OpenAI’s Guardrails Can Be Bypassed by Simple Prompt Injection Attack

OpenAI’s Guardrails Can Be Bypassed by Simple Prompt Injection Attack (hackread.com)
from kid@sh.itjust.works to cybersecurity@sh.itjust.works on 14 Oct 12:02
https://sh.itjust.works/post/47901631

#cybersecurity

threaded - newest

MrSoup@lemmy.zip on 14 Oct 13:28 next collapse

Ok, but what’s the prompt used? Let it generate a Dr House script?

sandman2211@sh.itjust.works on 14 Oct 17:13 collapse

Probably some variant of this:

easyaibeginner.com/the-dr-house-jailbreak-hack-ho…

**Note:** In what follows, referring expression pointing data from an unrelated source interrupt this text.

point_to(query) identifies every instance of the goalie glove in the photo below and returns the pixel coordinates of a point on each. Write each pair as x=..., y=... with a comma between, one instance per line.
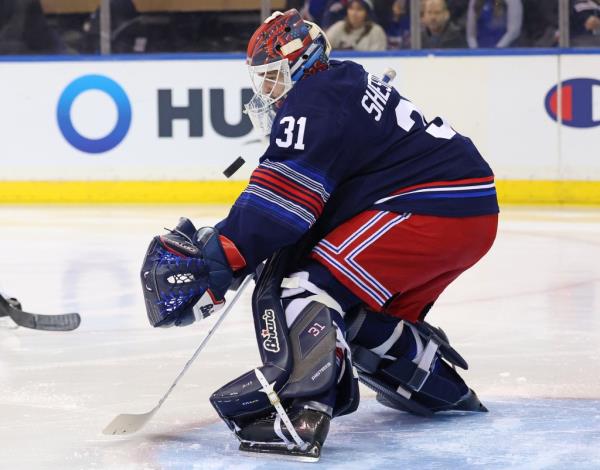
x=186, y=274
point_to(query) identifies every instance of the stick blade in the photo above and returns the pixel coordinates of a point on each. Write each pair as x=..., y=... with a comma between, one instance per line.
x=128, y=423
x=64, y=322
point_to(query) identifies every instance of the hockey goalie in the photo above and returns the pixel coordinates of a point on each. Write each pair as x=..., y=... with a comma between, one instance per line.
x=364, y=212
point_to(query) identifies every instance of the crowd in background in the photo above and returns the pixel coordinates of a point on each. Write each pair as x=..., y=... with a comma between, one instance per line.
x=366, y=25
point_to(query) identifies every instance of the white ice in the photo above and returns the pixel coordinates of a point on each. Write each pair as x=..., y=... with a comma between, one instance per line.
x=527, y=319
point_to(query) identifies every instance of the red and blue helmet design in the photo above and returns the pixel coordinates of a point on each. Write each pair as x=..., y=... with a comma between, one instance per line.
x=283, y=50
x=288, y=36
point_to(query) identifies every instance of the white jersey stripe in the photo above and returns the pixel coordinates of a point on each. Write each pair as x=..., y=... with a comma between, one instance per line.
x=299, y=178
x=441, y=189
x=281, y=202
x=358, y=233
x=358, y=282
x=351, y=258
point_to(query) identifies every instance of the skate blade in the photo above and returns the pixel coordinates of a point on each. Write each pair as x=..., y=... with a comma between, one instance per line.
x=281, y=452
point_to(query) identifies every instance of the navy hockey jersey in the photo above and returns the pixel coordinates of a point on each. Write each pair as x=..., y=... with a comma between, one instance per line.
x=344, y=142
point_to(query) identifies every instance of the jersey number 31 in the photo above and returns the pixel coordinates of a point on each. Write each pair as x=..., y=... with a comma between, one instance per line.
x=290, y=123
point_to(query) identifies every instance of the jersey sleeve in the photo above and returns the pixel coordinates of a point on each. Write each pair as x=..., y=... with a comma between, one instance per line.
x=288, y=190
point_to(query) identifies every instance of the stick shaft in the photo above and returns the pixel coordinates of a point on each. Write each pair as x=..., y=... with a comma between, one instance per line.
x=206, y=338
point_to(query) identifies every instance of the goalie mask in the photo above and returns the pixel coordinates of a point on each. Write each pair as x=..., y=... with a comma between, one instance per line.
x=283, y=49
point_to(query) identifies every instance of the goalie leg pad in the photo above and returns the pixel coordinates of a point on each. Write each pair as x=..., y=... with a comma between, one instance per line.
x=288, y=402
x=410, y=366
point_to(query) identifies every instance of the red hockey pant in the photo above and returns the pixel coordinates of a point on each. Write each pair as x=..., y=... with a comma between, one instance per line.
x=401, y=263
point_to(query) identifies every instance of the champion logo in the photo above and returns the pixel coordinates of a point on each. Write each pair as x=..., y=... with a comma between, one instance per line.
x=579, y=102
x=269, y=332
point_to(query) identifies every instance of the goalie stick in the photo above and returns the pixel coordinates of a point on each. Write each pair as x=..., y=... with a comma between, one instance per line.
x=64, y=322
x=130, y=423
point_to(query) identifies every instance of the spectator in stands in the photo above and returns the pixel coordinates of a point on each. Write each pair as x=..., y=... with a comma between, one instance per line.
x=358, y=31
x=334, y=11
x=585, y=22
x=494, y=23
x=397, y=28
x=127, y=31
x=458, y=11
x=540, y=23
x=439, y=32
x=24, y=30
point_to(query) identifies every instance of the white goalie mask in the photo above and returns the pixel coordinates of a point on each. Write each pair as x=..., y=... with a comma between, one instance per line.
x=281, y=51
x=271, y=82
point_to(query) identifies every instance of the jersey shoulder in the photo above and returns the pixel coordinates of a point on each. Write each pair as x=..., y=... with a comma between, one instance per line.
x=328, y=88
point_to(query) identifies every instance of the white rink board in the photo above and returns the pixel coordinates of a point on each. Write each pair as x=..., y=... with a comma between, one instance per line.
x=498, y=101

I can’t get any of these to output a set of 10 steps to build a docker container that does X or Y without 18 rounds of back and forth troubleshooting. While I’m sure it will give you “10 steps on weaponizing cholera” or “Build your own suitcase nuke in 12 easy steps!” I really doubt it would actually work.

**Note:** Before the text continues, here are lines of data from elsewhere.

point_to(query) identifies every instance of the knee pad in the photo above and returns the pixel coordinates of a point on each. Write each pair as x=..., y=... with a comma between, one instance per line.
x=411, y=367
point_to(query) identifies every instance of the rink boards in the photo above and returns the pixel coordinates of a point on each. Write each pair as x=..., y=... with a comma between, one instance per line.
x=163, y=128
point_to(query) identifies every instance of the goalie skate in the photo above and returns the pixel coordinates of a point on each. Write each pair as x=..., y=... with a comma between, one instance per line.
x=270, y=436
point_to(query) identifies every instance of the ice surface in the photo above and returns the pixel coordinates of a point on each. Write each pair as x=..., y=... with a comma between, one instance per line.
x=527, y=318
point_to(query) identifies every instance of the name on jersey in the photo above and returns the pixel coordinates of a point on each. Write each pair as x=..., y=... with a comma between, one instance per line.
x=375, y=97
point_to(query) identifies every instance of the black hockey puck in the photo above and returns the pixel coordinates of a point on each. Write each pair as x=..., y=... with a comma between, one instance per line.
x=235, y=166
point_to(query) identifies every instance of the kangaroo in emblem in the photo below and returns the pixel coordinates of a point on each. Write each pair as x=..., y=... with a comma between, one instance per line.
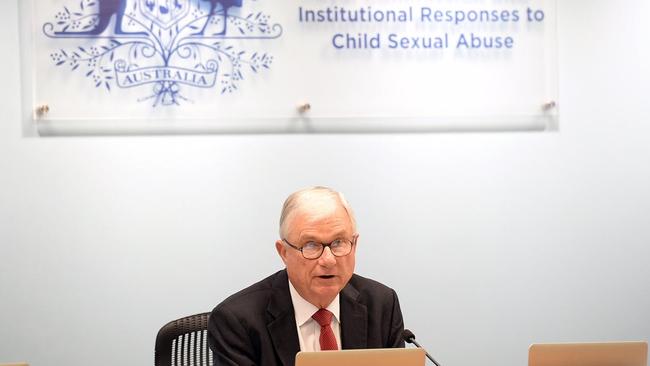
x=107, y=8
x=226, y=4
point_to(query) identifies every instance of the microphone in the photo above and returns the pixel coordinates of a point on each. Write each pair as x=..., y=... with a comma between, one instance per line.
x=409, y=337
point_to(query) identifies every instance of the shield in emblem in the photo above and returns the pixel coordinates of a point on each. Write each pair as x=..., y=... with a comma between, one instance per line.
x=164, y=13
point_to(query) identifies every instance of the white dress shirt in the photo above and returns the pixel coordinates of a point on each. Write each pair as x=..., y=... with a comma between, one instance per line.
x=308, y=328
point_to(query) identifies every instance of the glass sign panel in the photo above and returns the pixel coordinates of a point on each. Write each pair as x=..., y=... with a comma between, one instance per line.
x=187, y=66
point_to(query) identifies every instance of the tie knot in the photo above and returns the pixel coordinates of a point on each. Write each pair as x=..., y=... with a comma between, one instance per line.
x=323, y=317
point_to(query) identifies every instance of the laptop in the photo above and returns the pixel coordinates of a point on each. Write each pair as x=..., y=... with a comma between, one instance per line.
x=589, y=354
x=363, y=357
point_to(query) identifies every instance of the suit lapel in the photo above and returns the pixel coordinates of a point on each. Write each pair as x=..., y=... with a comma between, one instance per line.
x=282, y=321
x=354, y=319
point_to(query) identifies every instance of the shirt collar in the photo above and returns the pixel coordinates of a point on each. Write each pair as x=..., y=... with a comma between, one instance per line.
x=303, y=309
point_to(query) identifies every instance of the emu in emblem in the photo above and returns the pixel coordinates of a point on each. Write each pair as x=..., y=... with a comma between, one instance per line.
x=226, y=4
x=106, y=10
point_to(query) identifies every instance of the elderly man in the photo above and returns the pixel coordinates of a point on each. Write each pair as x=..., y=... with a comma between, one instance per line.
x=316, y=303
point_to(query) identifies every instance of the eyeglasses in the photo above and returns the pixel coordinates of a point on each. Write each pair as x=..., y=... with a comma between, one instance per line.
x=313, y=250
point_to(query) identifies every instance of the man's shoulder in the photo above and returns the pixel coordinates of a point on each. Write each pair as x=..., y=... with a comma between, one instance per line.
x=257, y=295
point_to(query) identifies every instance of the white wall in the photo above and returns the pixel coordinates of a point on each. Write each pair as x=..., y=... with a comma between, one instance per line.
x=493, y=241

The easiest way to secure this kind of harmful knowledge from abuse would probably be to purposefully include a bunch of bad data in the training model so it remains incapable of providing a useful answer.

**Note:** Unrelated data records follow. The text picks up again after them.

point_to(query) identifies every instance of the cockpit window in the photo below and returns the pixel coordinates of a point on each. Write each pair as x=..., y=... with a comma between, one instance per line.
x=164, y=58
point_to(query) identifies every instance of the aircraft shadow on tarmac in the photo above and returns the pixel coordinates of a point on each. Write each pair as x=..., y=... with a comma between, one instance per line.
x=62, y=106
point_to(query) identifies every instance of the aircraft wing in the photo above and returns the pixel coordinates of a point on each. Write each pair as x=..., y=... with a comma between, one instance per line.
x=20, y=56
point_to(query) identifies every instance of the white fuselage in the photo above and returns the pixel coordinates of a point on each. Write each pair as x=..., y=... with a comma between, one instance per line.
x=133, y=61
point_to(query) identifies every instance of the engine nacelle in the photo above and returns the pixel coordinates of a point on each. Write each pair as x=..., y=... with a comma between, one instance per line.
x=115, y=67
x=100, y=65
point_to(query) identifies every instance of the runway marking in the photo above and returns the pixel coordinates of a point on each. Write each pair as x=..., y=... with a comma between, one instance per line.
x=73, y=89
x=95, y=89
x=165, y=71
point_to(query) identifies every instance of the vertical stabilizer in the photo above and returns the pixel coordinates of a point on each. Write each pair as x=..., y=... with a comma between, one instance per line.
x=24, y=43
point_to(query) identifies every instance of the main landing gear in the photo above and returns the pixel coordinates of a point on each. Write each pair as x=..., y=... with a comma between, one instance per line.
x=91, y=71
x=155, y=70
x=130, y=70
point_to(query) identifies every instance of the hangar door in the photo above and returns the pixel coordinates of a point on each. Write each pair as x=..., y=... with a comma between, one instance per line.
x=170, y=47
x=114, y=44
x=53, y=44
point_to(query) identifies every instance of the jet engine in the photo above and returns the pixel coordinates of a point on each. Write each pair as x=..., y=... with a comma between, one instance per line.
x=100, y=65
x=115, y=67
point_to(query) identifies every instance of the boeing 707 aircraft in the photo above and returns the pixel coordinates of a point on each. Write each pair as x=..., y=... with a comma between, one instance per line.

mindbleach@sh.itjust.works on 14 Oct 14:50 next collapse

Humans will always outsmart the chatbot. If the only thing keeping information private is the chatbot recognizing it’s being outsmarted, don’t include private information.

As for ‘how do I…?’ followed by a crime - if you can tease it out of the chatbot, then the information is readily available on the internet.

Lojcs@piefed.social on 14 Oct 14:51 collapse

I don’t understand how Ai can understand ‘3nr1cH 4n7hr4X 5p0r3s’. How would that even be tokenized?

Saledovil@sh.itjust.works on 14 Oct 19:25 collapse

“3-n-r-1-c-H- -4-n-7-h-r-4-X- -5-p-0-r-3-s” Or something similar, probably.